Lucas v. Lindner

This is an action under the guest act, 1 Comp. Laws 1929, § 4648.

The evening of October 21, 1933, defendant Carl Lindner invited Emma Lucas, who was then 19 years of age, to go for a ride in the automobile of his father, defendant Abner Lindner, and, while the car was driven by defendant Carl Lindner over a highway ending at a turn upon another highway, the driver failed to make the turn and the car crossed that highway, collided with a tree, overturned and Miss Lucas was seriously injured. The wilful and wanton misconduct, claimed to bring the case within liability under the guest enactment, was excessive speed over a wet and slippery highway, while approaching the end of the road, which was obscured by a hill and, therefore, inability to make the turn. Earlier in the driving, while approaching the other end of the road, the car slued into a ditch and had to be pulled out and, at that time, Miss Lucas, only upon the promise of slower driving, resumed the trip. *Page 707

Counsel make extended review of our decisions upon what constitutes gross negligence, or wilful and wanton misconduct, within such term as employed in the statute. We say "term" advisedly, for it is single in purpose and the import is in the distinguishing words "wilful and wanton misconduct," in order to remove it from mere degrees of negligence. In opinions it has sometimes been termed "such a degree of recklessness as approaches wilful and wanton misconduct." This, unless fully grasped, might lead to any degree of approach, and it was intended to mean much more and to cover only such acts in the presence of apparent danger as disclose a wilful and wanton disregard of consequences, reasonably to be apprehended. In other words such recklessness as fits the term "wilful and wanton misconduct."

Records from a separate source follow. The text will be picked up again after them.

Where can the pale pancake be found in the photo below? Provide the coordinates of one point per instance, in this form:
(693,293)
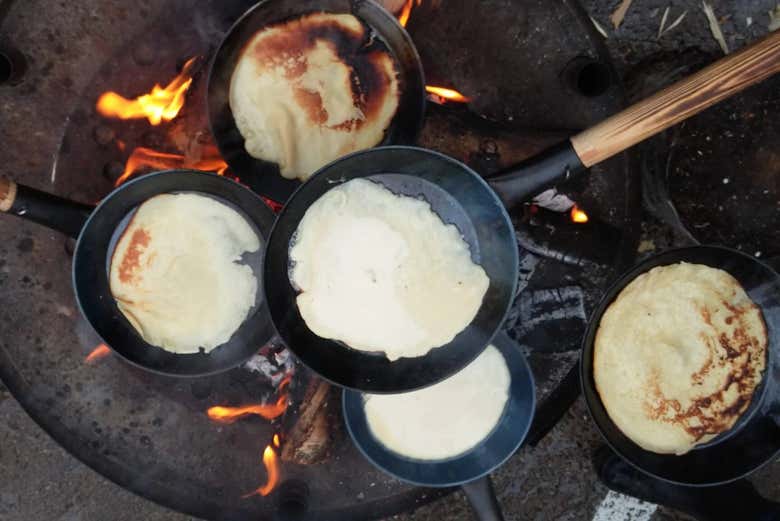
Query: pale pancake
(307,91)
(175,273)
(445,419)
(382,272)
(678,356)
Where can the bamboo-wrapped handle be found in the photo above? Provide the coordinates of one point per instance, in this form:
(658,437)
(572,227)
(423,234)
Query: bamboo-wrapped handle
(680,101)
(7,194)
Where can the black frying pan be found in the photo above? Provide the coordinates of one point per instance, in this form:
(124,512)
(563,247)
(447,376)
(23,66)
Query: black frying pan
(470,470)
(755,438)
(264,176)
(97,228)
(476,208)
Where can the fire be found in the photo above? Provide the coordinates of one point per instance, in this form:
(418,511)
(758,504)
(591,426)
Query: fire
(445,94)
(268,411)
(231,414)
(146,157)
(578,215)
(161,104)
(406,11)
(101,351)
(271,463)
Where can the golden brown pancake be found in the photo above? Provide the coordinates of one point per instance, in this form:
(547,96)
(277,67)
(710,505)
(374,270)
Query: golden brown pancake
(175,273)
(310,90)
(678,356)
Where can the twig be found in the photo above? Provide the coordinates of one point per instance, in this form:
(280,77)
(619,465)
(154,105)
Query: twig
(620,13)
(715,27)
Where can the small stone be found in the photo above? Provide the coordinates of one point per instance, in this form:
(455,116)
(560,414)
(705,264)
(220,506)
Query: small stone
(144,53)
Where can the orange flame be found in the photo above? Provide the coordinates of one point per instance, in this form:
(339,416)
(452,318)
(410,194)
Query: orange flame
(578,215)
(99,352)
(272,469)
(268,411)
(143,157)
(406,11)
(161,104)
(447,94)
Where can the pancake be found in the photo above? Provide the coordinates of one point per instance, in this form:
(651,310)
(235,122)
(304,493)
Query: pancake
(310,90)
(445,419)
(678,356)
(175,276)
(382,272)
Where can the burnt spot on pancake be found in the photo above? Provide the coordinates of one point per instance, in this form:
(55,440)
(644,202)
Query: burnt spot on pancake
(131,260)
(365,57)
(311,102)
(717,411)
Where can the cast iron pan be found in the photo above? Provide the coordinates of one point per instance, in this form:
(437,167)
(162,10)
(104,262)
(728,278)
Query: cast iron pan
(755,438)
(470,470)
(460,197)
(263,176)
(97,228)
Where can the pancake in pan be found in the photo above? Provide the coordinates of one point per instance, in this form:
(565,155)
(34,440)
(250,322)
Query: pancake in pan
(678,356)
(312,89)
(175,273)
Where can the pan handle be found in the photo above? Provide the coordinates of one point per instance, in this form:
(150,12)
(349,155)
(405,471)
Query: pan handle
(43,208)
(666,108)
(680,101)
(482,499)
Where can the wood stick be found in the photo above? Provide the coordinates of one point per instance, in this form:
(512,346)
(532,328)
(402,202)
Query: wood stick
(680,101)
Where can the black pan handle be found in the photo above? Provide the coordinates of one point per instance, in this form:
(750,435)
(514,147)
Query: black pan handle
(483,500)
(43,208)
(521,182)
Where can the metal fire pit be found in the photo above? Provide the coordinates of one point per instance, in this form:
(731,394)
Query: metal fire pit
(150,434)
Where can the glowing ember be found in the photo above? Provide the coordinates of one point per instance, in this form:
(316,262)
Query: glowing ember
(146,157)
(578,215)
(272,469)
(406,11)
(101,351)
(161,104)
(446,94)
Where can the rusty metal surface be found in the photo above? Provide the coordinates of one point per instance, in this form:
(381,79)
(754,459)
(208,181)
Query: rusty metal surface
(148,433)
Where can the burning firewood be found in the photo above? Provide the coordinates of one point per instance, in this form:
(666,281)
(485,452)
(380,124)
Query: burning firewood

We said in Perkins v. Roberts, 272 Mich. 545:

"The term 'wanton and wilful misconduct,' as employed in the guest act, differs in kind and not merely in degree from ordinary, actionable negligence, for the term carries more than a 'vituperative epithet.'

"As said in Stout v. Gallemore, 138 Kan. 385, 393 (26 Pac. [2d] 573), of a similar statute:

" 'The statute would be ineffective, also, if the liability from which it relieved operators of automobiles were reestablished by the use of exaggerated terms to describe negligence.' "

If the driver knew of the turn he was approaching and miscalculated its distance away he may have been guilty of negligence in not slowing the speed of his car, but he was not guilty of wilful and wanton misconduct. The same is true if he was not familiar with the location of the turn and view thereof was cut off by a rise in the road until it was too late to reduce speed and make the turn. *Page 708

But it is said that Miss Lucas warned him that he was driving too fast. The driver of a car is at the steering wheel and not on the back seat.

We have repeatedly held that the driver of an automobile is not, at his peril, required to comply with the request of a guest relative to speed, and that noncompliance with such a request, in and of itself, is not evidence of wilfulness or wantonness. See Bobich v. Rogers, 258 Mich. 343, and Mogill v.Resnick, 263 Mich. 103.

The driver may have been negligent but the evidence did not warrant a finding of wilful and wanton misconduct.

Judgment should be reversed, without a new trial, and with costs to defendants.

NORTH, C.J., and POTTER, J., concurred with WIEST, J. EDWARD M. SHARPE, J., did not sit.

The late Justice NELSON SHARPE took no part in this decision.